History of Bison in North America
The American bison was, at one time, possibly the most abundant large land mammal on earth. Only 200 years ago an estimated 30 million plains bison roamed the grasslands and shrub steps of North America from Central Canada to Mexico. Once an ecological keystone species, their migrations, grazing patterns, and behavior literally shaped the physical environment. Bison were also an inherent part of the cultural heritage of many Native American tribes and were central to national expansion and development.
However, intensive market hunting and commercial slaughter in the late 1800’s led to their near extermination. By 1902, numbers were reduced to less than two dozen. This last remaining wild herd of 23 animals found refuge in the high elevation interior (Pelican Valley) of Yellowstone National Park.
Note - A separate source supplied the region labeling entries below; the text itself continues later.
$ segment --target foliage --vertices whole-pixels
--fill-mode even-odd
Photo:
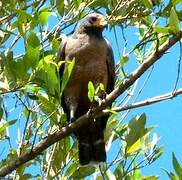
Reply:
[[[142,64],[159,45],[180,31],[182,13],[177,8],[179,3],[180,0],[167,4],[160,0],[0,1],[0,143],[3,147],[0,166],[28,152],[66,124],[60,97],[75,61],[70,61],[63,77],[59,77],[62,64],[56,54],[62,40],[60,33],[69,32],[70,27],[74,29],[77,21],[90,11],[104,12],[111,31],[115,32],[116,27],[120,32],[131,27],[137,30],[138,42],[131,51],[123,56],[118,52],[117,86],[127,77],[123,67],[131,62],[131,56],[135,56],[138,65]],[[104,89],[102,84],[95,88],[89,82],[90,101]],[[133,88],[121,98],[129,97]],[[120,101],[114,106],[123,103]],[[109,158],[111,161],[104,165],[80,167],[77,142],[74,136],[70,136],[49,147],[41,156],[22,164],[8,177],[158,179],[156,175],[146,177],[140,172],[163,152],[163,147],[157,145],[157,134],[152,135],[153,127],[146,127],[146,114],[124,122],[122,114],[109,111],[112,115],[105,131],[106,148],[111,151],[113,146],[117,147],[115,156]],[[181,167],[174,154],[173,166],[180,177]],[[34,171],[32,167],[38,170]],[[171,179],[177,178],[171,172],[167,174]]]

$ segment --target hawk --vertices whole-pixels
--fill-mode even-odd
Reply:
[[[92,103],[88,98],[89,81],[95,87],[102,83],[106,93],[114,88],[114,57],[111,46],[102,35],[105,26],[103,15],[89,14],[78,24],[73,34],[61,42],[58,59],[75,59],[75,66],[61,99],[63,110],[70,122],[91,108]],[[65,69],[66,64],[60,67],[60,77]],[[75,132],[81,165],[87,165],[91,161],[106,161],[104,129],[107,120],[108,115],[92,119]]]

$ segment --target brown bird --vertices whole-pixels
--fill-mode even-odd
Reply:
[[[61,43],[59,60],[75,59],[75,66],[61,99],[70,122],[87,113],[91,107],[88,98],[89,81],[92,81],[95,87],[102,83],[106,93],[110,93],[114,88],[113,51],[102,35],[105,26],[103,15],[89,14],[76,27],[74,33]],[[64,66],[60,68],[60,77],[66,69],[66,65]],[[104,129],[107,120],[108,116],[93,119],[75,132],[81,165],[91,161],[106,161]]]

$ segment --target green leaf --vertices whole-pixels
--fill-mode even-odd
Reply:
[[[142,0],[142,3],[149,9],[153,7],[152,1],[151,0]]]
[[[128,60],[129,60],[128,56],[122,56],[120,60],[120,66],[122,67],[123,65],[125,65],[128,62]]]
[[[178,15],[174,7],[171,8],[170,17],[169,17],[169,27],[173,33],[177,33],[180,31]]]
[[[40,18],[40,23],[44,26],[47,21],[49,16],[52,15],[52,12],[48,12],[48,11],[43,11],[40,13],[39,18]]]
[[[71,177],[71,175],[76,171],[77,167],[78,167],[78,164],[77,164],[76,162],[73,162],[73,163],[68,167],[68,169],[66,170],[65,176]]]
[[[3,108],[0,106],[0,121],[1,121],[2,117],[3,117]]]
[[[95,172],[95,167],[93,166],[85,166],[85,167],[78,167],[77,170],[72,174],[72,178],[80,179],[86,176],[89,176]]]
[[[8,126],[15,124],[16,121],[17,121],[17,119],[11,120],[11,121],[6,121],[5,123],[1,124],[0,125],[0,132],[4,131]]]
[[[127,142],[127,149],[136,143],[141,137],[143,137],[146,134],[145,129],[146,124],[146,115],[142,114],[139,118],[135,117],[128,123],[126,134],[126,142]]]
[[[175,176],[172,172],[168,172],[166,169],[163,169],[163,168],[162,168],[162,170],[166,172],[166,174],[168,175],[168,177],[170,178],[170,180],[179,180],[177,178],[177,176]]]
[[[94,100],[94,96],[95,96],[95,88],[94,85],[91,81],[89,81],[88,83],[88,98],[90,100],[90,102],[92,102]]]
[[[143,176],[142,180],[158,180],[158,176]]]
[[[156,161],[164,152],[164,147],[160,147],[157,150],[155,150],[155,155],[151,161],[151,163],[153,163],[154,161]]]
[[[174,168],[176,174],[178,175],[179,178],[182,178],[182,167],[180,166],[174,153],[172,153],[172,162],[173,162],[173,168]]]
[[[31,46],[33,48],[40,46],[39,38],[36,36],[36,34],[33,31],[30,32],[28,39],[27,39],[27,43],[29,46]]]
[[[135,168],[137,167],[137,162],[134,161],[133,162],[133,180],[138,180],[138,179],[141,179],[141,173],[140,173],[140,170],[138,168]]]

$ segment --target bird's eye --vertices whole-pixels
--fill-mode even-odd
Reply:
[[[95,22],[97,20],[96,17],[91,17],[92,22]]]

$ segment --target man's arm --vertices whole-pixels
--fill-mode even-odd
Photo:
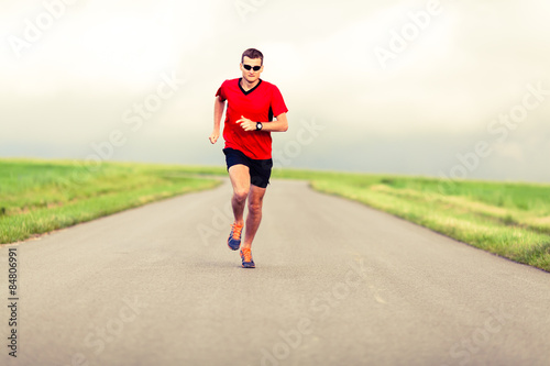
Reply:
[[[226,101],[221,101],[219,97],[216,97],[216,101],[213,103],[213,131],[209,137],[210,143],[212,144],[216,144],[216,142],[220,137],[220,123],[224,110],[226,110]]]
[[[241,124],[244,131],[256,131],[256,122],[262,122],[262,131],[266,132],[286,132],[288,130],[288,120],[286,119],[286,113],[280,113],[276,117],[277,121],[263,122],[263,121],[251,121],[248,118],[241,115],[241,119],[237,123]]]

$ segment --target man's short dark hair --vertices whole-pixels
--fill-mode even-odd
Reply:
[[[264,64],[264,55],[260,51],[257,51],[256,48],[249,48],[245,52],[243,52],[242,57],[241,57],[241,64],[244,63],[244,56],[246,56],[251,59],[260,58],[260,60],[261,60],[260,65]]]

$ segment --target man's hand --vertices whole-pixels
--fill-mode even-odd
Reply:
[[[244,118],[244,115],[241,115],[241,119],[239,121],[237,121],[235,123],[241,124],[241,127],[244,131],[256,131],[256,122]]]
[[[212,134],[208,138],[210,140],[211,144],[216,144],[216,142],[218,141],[219,137],[220,137],[220,131],[213,130]]]

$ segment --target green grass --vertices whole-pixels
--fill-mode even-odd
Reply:
[[[550,271],[550,185],[276,171],[509,259]]]
[[[170,165],[0,159],[0,244],[152,201],[213,188],[198,175],[223,169]]]
[[[224,167],[0,159],[0,243],[216,187]],[[550,185],[275,169],[491,253],[550,271]]]

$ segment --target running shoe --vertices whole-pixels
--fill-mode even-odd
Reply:
[[[256,265],[254,264],[254,260],[252,259],[252,253],[250,251],[250,247],[243,247],[241,249],[241,259],[242,259],[242,267],[243,268],[255,268]]]
[[[241,246],[241,232],[244,225],[231,224],[231,233],[228,237],[228,246],[231,251],[237,251]]]

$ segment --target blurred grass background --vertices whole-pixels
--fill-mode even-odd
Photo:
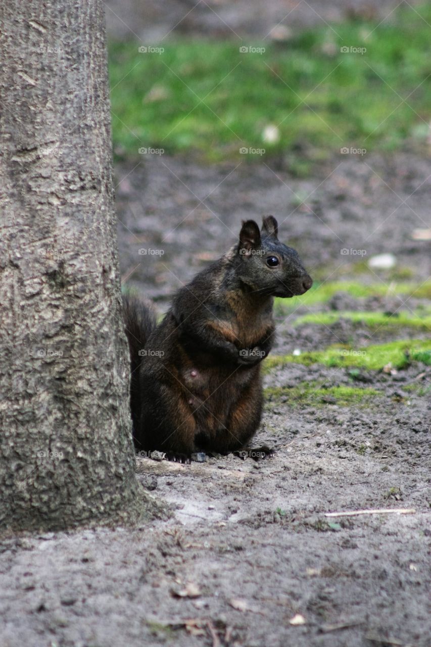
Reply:
[[[212,162],[253,147],[291,155],[300,175],[308,160],[343,147],[429,143],[431,5],[394,16],[392,24],[348,20],[335,25],[337,33],[323,25],[285,41],[244,41],[263,54],[186,37],[160,43],[161,54],[111,41],[115,154],[162,148]],[[366,47],[366,56],[342,47]]]

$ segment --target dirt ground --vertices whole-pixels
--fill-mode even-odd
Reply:
[[[414,7],[421,0],[411,0]],[[403,0],[107,0],[108,33],[148,43],[188,34],[216,38],[284,37],[289,30],[357,16],[390,21]],[[282,29],[280,29],[280,26]],[[285,30],[287,30],[286,31]]]
[[[217,5],[228,11],[241,3]],[[265,5],[277,8],[271,24],[291,6]],[[320,13],[344,10],[341,2],[318,5]],[[423,305],[393,293],[396,272],[362,272],[360,264],[390,252],[399,277],[429,278],[430,243],[414,234],[430,226],[428,162],[407,152],[340,156],[306,180],[266,164],[206,167],[146,156],[117,166],[127,286],[163,312],[175,290],[235,243],[241,219],[271,212],[312,276],[388,289],[378,298],[339,293],[279,315],[274,353],[429,336],[373,333],[346,320],[293,325],[310,310]],[[265,380],[268,389],[313,380],[351,385],[346,369],[318,364],[289,364]],[[429,389],[424,397],[415,388],[430,385],[431,367],[412,365],[364,373],[355,386],[377,391],[367,404],[269,395],[255,444],[276,452],[263,461],[230,455],[182,466],[137,458],[143,487],[170,505],[171,517],[133,530],[1,542],[0,647],[430,647],[431,407]],[[325,516],[382,508],[414,512]]]

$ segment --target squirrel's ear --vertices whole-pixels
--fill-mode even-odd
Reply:
[[[278,225],[273,215],[264,215],[262,218],[262,228],[267,236],[276,238],[278,234]]]
[[[260,245],[260,232],[254,220],[243,221],[243,226],[239,232],[239,248],[245,250],[247,254],[251,249],[256,249]]]

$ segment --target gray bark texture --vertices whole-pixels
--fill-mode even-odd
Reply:
[[[0,527],[130,521],[102,3],[0,10]]]

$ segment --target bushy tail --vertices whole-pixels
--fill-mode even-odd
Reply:
[[[130,409],[135,436],[140,415],[139,367],[144,358],[139,351],[157,325],[156,315],[151,303],[144,303],[130,295],[123,295],[123,314],[130,351]]]

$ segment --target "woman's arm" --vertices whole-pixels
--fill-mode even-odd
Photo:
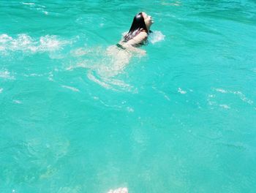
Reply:
[[[145,41],[147,39],[147,37],[148,37],[148,34],[145,31],[141,31],[134,38],[129,39],[128,42],[125,42],[124,44],[123,43],[122,46],[131,51],[138,53],[140,54],[145,54],[146,53],[145,50],[135,48],[135,46],[139,45],[140,43],[142,43],[143,41]]]

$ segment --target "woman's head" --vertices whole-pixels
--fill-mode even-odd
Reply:
[[[128,34],[124,36],[124,40],[129,41],[142,31],[148,33],[150,26],[153,23],[151,17],[148,15],[146,12],[140,12],[137,14],[133,18]]]

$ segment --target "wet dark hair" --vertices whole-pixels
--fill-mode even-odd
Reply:
[[[137,14],[133,18],[132,26],[129,29],[127,34],[124,36],[124,41],[127,42],[129,39],[134,38],[138,35],[140,31],[145,30],[146,33],[148,34],[148,31],[146,26],[144,18],[142,15],[142,12]]]

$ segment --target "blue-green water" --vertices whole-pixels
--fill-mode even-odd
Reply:
[[[1,0],[0,192],[255,192],[255,32],[252,0]]]

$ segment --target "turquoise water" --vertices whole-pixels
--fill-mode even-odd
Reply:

Today there is an estimated 500,000 bison across North America. However, the vast majority ~ 95% - could be considered “domestic” livestock as many are privately owned, raised in confinement for meat consumption, fenced, and most have some level of cattle gene introgression, meaning they’ve been bred with cattle and are not considered genetically pure bison. Furthermore, they only occupy a very small fraction of their former range (less than 1% according to some estimates) and are thus considered by many as being ecologically extinct throughout most of their historic range. Wood Buffalo National Park has the largest population of free-roaming woods bison (about 10,000), and Yellowstone National Park has the largest population of free-roaming plains bison (about 4,900).